心想,你这小姑娘,小乳不大,倒挺会装样儿,刚才见了我还躲闪有羞,如今羞色一点也不见了,像从未没发生过什么一般。
屋中床上锦帐被枕齐全,我见她们在榻旁铺席置枕,心知抱来的锦被是给陪侍的丫鬟使用了,却不知她们中是谁留下?
那去过将军庙的宫装少女接过锦帐,跪地俯身,于席上展开,道:“浣儿妹子,我在席下只垫了一层褥子,你要是怕冷,把被子叠一层在身下,卷过来睡。”
小英“诶”的轻应了一声,不知这“浣儿”是东府给她取的小名,还是她原来就有这么一个乳名。她甚是害羞,似乎尚不惯侍侯他人,绞着双手,立在一旁,轻声道:“射月姐姐,你陪我一块罢?”
“我倒想陪你说话,可是我们从宫中出来的……”
那叫“射月”的俏宫女抬头瞄了我一眼:“没这个规矩哦!”
浣儿于是面红无话,也不敢向我看上一眼。几名宫中丫鬟轻声嬉笑,左张右望,似乎对浣儿初次侍侯我夜寝,甚觉有趣。尤其是那叫“射月”的俏宫女,东瞅瞅,西摸摸,几乎是无事寻事,意在磨蹭,要等我与浣儿开口说话。

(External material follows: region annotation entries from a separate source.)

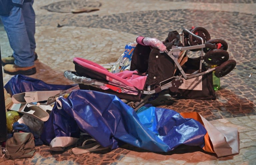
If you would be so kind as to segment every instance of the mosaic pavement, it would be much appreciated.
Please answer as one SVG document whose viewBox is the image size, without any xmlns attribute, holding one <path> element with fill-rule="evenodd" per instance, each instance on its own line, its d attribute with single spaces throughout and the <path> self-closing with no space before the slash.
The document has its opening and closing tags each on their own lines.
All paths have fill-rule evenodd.
<svg viewBox="0 0 256 165">
<path fill-rule="evenodd" d="M 237 63 L 221 78 L 217 99 L 178 99 L 163 93 L 152 103 L 179 112 L 198 112 L 215 125 L 238 128 L 240 154 L 217 158 L 200 149 L 184 146 L 173 152 L 153 153 L 126 145 L 106 153 L 75 156 L 70 149 L 52 154 L 43 145 L 37 147 L 32 158 L 9 160 L 5 164 L 256 164 L 255 1 L 35 1 L 39 60 L 35 62 L 37 72 L 31 77 L 48 83 L 72 83 L 63 74 L 74 70 L 74 57 L 99 64 L 113 63 L 125 44 L 138 35 L 163 40 L 170 31 L 204 27 L 211 39 L 227 42 L 230 58 Z M 69 11 L 92 6 L 100 10 L 79 14 Z M 2 57 L 9 56 L 12 51 L 1 24 L 0 35 Z M 3 75 L 5 84 L 12 76 Z"/>
</svg>

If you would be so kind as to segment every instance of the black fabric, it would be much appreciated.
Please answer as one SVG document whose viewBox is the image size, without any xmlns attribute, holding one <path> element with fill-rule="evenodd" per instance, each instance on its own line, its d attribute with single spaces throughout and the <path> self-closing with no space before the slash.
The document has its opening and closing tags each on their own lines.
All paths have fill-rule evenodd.
<svg viewBox="0 0 256 165">
<path fill-rule="evenodd" d="M 168 43 L 165 45 L 167 49 L 171 49 L 173 44 Z M 172 77 L 174 72 L 173 61 L 165 53 L 160 53 L 159 50 L 153 49 L 148 60 L 147 86 L 159 85 L 160 82 Z"/>
<path fill-rule="evenodd" d="M 0 0 L 0 15 L 9 15 L 13 7 L 11 0 Z"/>
<path fill-rule="evenodd" d="M 188 61 L 182 66 L 184 72 L 187 74 L 191 74 L 199 69 L 200 61 L 199 58 L 191 59 L 189 58 Z M 207 69 L 203 65 L 203 71 Z M 175 73 L 176 75 L 180 74 L 179 71 Z M 216 95 L 213 89 L 212 81 L 212 72 L 202 76 L 202 90 L 196 90 L 178 89 L 176 92 L 169 91 L 169 94 L 173 97 L 179 98 L 213 99 L 216 99 Z"/>
<path fill-rule="evenodd" d="M 137 70 L 141 73 L 147 72 L 150 52 L 151 48 L 149 46 L 144 46 L 137 44 L 132 55 L 130 70 L 131 71 Z"/>
</svg>

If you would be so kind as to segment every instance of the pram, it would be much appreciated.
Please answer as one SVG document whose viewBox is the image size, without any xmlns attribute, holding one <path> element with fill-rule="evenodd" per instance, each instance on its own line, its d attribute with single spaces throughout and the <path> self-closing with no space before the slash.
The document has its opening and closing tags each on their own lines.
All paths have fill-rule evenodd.
<svg viewBox="0 0 256 165">
<path fill-rule="evenodd" d="M 221 39 L 210 39 L 206 29 L 201 27 L 189 30 L 184 29 L 180 33 L 170 32 L 163 42 L 139 36 L 136 39 L 138 44 L 130 70 L 112 73 L 93 62 L 75 58 L 75 71 L 66 71 L 64 75 L 78 83 L 81 89 L 115 94 L 136 110 L 155 93 L 166 90 L 175 92 L 184 80 L 213 71 L 220 78 L 232 71 L 236 63 L 229 60 L 227 43 Z M 159 46 L 162 44 L 166 49 L 161 51 Z M 196 59 L 199 65 L 198 70 L 188 75 L 182 66 L 189 59 L 189 50 L 200 51 L 200 55 Z M 214 67 L 205 70 L 205 63 Z"/>
</svg>

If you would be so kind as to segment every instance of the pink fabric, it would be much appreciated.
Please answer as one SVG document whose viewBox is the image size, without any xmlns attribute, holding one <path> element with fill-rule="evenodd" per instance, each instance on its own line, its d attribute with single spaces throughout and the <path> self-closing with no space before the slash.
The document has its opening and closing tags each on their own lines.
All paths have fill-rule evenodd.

我心中暗笑,装着毫无困意,踱步循壁打量,忽见榻侧壁上有些蜡痕,近看辩不出甚么,侧身移视,借着光亮回映,有几道潦草的笔迹,连猜带认,却是几行字,起首是:“大雨浇身,甚爽!野庙炙肉,甚爽!”
下方是另一行字:“灵隐寺遇三美,极爽!”
更下方又是一句:“诸君不知,此屋另有更爽处!”
我心中一跳,好奇之念顿起,便想在四处找一找,有无“此屋另有更爽处”的提示,却只在方才几道小字的右上方,寻得一行细字:“妇人肥大,用一小男共交接,大俊也!”
我险些失声惊笑,乖乖的娘!前辈同好荟萃于此,那真是失敬了!我对那“此屋另有更爽处”一句,尤有探究的兴致,只碍于几名丫鬟在侧,不便细搜。
那叫“射月”的俏宫女,见看戏无望了,领着两个宫中丫鬟,过来告退,我忙转身遮壁,点头应声,目送她们离开。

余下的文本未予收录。